To run SEPP, invoke the run_sepp.py script from the bin sub-directory of the location in which you installed the Python packages. To see options for running the script, use the command:

python <bin>/run_sepp.py -h

The general command for running SEPP is:

python <bin>/run_sepp.py -t <tree_file> -a <alignment_file> -f <fragment_file> -r <raxml_info_file> -A <alignment_set_size> -P <placement_set_size>

SEPP can also be run using a configuration file. Sample configuration files and input files can be found under test/unittest/data/simulated/. Change to that directory to run SEPP on the sample files. To run using command options, run

python <bin>/run_sepp.py -t test.tree -a test.fasta -f test.fas -r test.RAxML_info -A 250 -P 250

and to run using a configuration file, run

python <bin>/run_sepp.py -c sample.config

Output:

The main output of SEPP is a .json file, created according to pplacer format. Please refer to pplacer website (currently http://matsen.github.com/pplacer/generated_rst/pplacer.html#json-format-specification) for more information on the format of the josn file. Also note that pplacer package provides a program called guppy that can read .json files and perform downstream steps such as visualization.

In addition to the .json file, SEPP outputs alignments of fragments to reference sets. There could be multiple alignment files created, each corresponding to a different placement subset.

Finally, SEPP internally renames internal node names to safe names because guppy cannot handle some complicated names. SEPP outputs a python script that can be used to rename your internal nodes back to the original value. To update the json file using this script, you can run:

cat [the name of .json/.tre/.xml file with mapped names]| python output__rename-json.py > [name of the relabelled file]

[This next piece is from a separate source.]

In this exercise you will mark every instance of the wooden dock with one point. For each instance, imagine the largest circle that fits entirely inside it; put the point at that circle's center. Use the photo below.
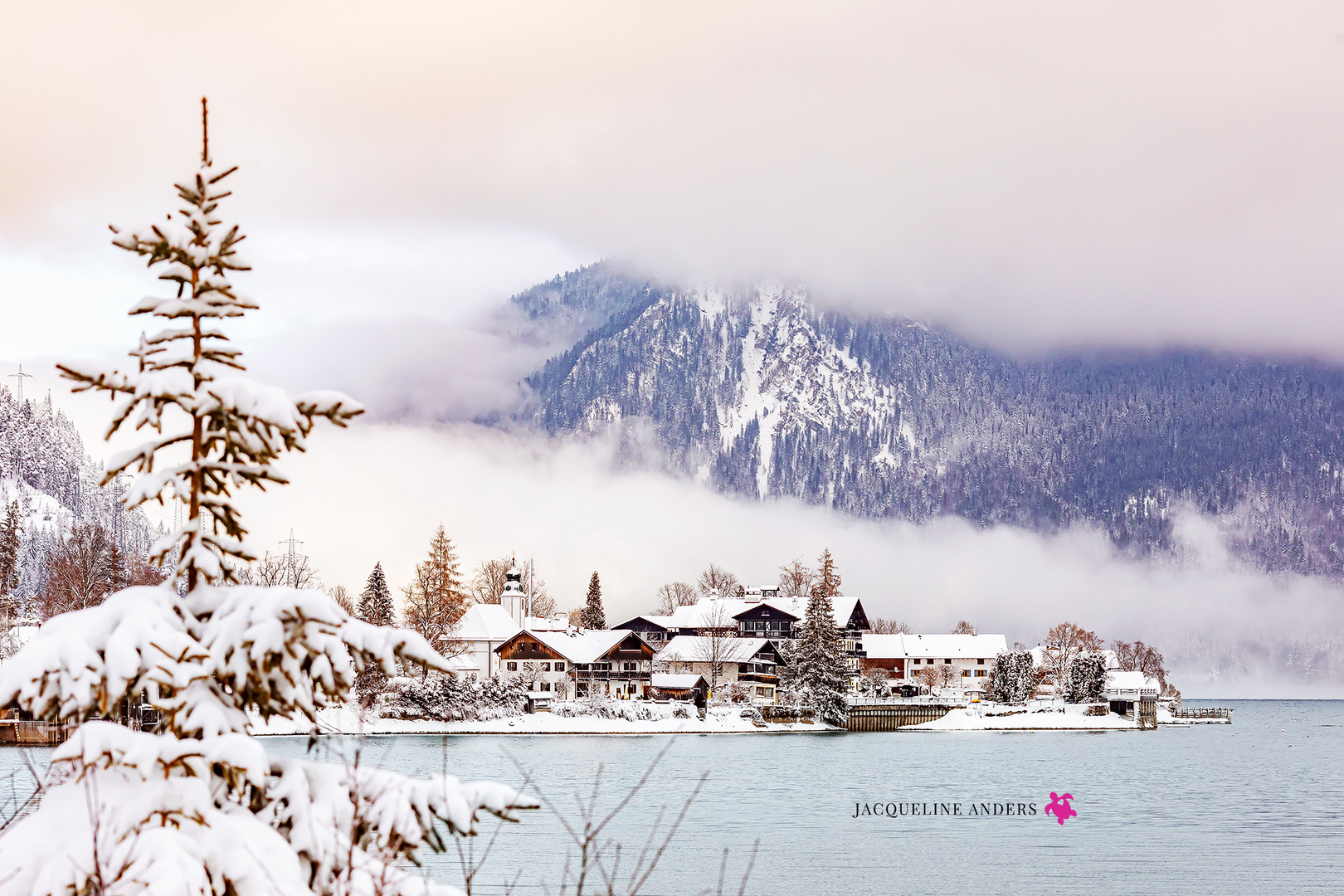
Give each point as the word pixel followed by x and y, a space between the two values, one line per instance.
pixel 1203 712
pixel 15 733
pixel 889 716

By setting SEPP_DEBUG environmental variable to True, you can instruct SEPP to output more information that can be helpful for debugging.


Bugs and Errors

SEPP is under active research development at UIUC by the Warnow Lab (and especially with her former PhD students Siavash Mirarab and Nam Nguyen). Please report any errors to Siavash Mirarab ([email protected]) and Nam Nguyen ([email protected]).